What Is a Twisted Stomach and Is It an Emergency?

A twisted stomach, medically known as Gastric Volvulus, is a life-threatening condition defined by the abnormal rotation of the stomach by more than 180 degrees. This rotation immediately creates a closed-loop obstruction, sealing off both the stomach’s entry and exit points. Acute gastric volvulus is a surgical emergency that can lead to severe complications and death if not identified and treated rapidly.

How the Stomach Physically Twists

The process begins with Gastric Dilatation, where the stomach fills with gas, fluid, or food and becomes severely distended. This distension often precedes the rotation, or volvulus, as a heavy, mobile stomach is more prone to twisting on its axis. The rotation typically occurs around the line connecting the stomach’s entrance (esophagogastric junction) and its exit (pylorus), a mechanism called organoaxial volvulus.

Once the stomach twists by more than 180 degrees, the two main openings are obstructed, trapping contents inside. This obstruction prevents the release of accumulated gas and fluid, causing pressure buildup within the stomach wall. Simultaneously, the rotation often pinches the blood vessels supplying the stomach and sometimes the spleen, leading to restricted blood supply.

The restricted blood flow deprives the stomach tissue of oxygen, resulting in tissue death, or necrosis, and potentially perforation. This tissue damage rapidly releases toxins into the bloodstream, triggering severe systemic shock as circulation fails. The mortality rate for acute gastric volvulus can be high, historically ranging from 30% to 50%, underscoring the severity of the vascular compromise.

Identifying the Warning Signs

Recognizing the onset of acute gastric volvulus is important because symptoms progress quickly, often within hours. The most classic presentation is known as Borchardt’s triad, which occurs in about 70% of acute cases. The triad includes sudden, severe upper abdominal pain, non-productive retching, and the inability to pass a tube into the stomach.

The severe abdominal pain is often constant and felt in the upper abdomen. Non-productive retching, or dry heaving, is a distinguishing feature where the individual tries intensely to vomit but produces nothing or only small amounts of white froth. This happens because the twist has sealed off the stomach’s exit.

Physical signs include a visibly distended abdomen that can feel hard or tight due to the trapped gas. As the condition progresses, signs of circulatory shock appear, such as rapid breathing, a weak pulse, and pale mucous membranes.
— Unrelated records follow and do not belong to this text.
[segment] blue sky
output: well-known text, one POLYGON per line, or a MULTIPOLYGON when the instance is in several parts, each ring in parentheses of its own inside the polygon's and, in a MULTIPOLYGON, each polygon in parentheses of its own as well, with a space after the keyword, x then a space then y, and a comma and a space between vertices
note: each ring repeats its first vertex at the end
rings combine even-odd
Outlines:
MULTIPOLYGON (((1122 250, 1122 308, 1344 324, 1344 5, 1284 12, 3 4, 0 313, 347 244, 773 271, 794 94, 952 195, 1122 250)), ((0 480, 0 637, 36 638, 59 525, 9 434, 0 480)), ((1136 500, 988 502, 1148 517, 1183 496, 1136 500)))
Any presentation involving these symptoms requires immediate transport to an emergency department for evaluation.

Emergency Medical Procedures

Immediate management involves two concurrent phases: stabilization and surgical correction. The first step is patient stabilization, focusing on managing shock and internal pressure. Medical teams quickly initiate intravenous fluid resuscitation to correct low blood pressure and restore circulating volume.

Decompression of the severely distended stomach is attempted rapidly to relieve pressure on surrounding blood vessels and organs. This is typically done by attempting to pass a nasogastric tube into the stomach, though this can be difficult if the twist is complete. If a tube cannot be passed, a needle or catheter may be used to temporarily relieve gas pressure.

Definitive treatment is emergency surgery, known as detorsion, to manually untwist the stomach. During the procedure, the surgeon assesses the stomach wall for tissue death. Any non-viable, necrotic tissue must be removed, which may involve partial removal of the stomach. To prevent recurrence, the stomach is then surgically secured to the abdominal wall in a procedure called gastropexy.

Minimizing Future Risk

For individuals who have experienced acute gastric volvulus, or those identified as high-risk due to predisposing anatomical factors like a large hiatal hernia, preventative measures are recommended. The primary goal of long-term management is to prevent the stomach from having the mobility required to twist again.

Surgical fixation of the stomach, or gastropexy, is the most effective preventative measure against recurrence. This procedure anchors the stomach to the abdominal wall, significantly limiting its movement and the possibility of future rotation. Gastropexy can be performed laparoscopically, which is a less invasive surgical approach.

Lifestyle modifications also play a supportive role in reducing risk. This includes avoiding the consumption of very large meals, which can overfill and weigh down the stomach. It is also advisable to limit vigorous physical activity immediately following a meal, as increased movement may contribute to gastric instability.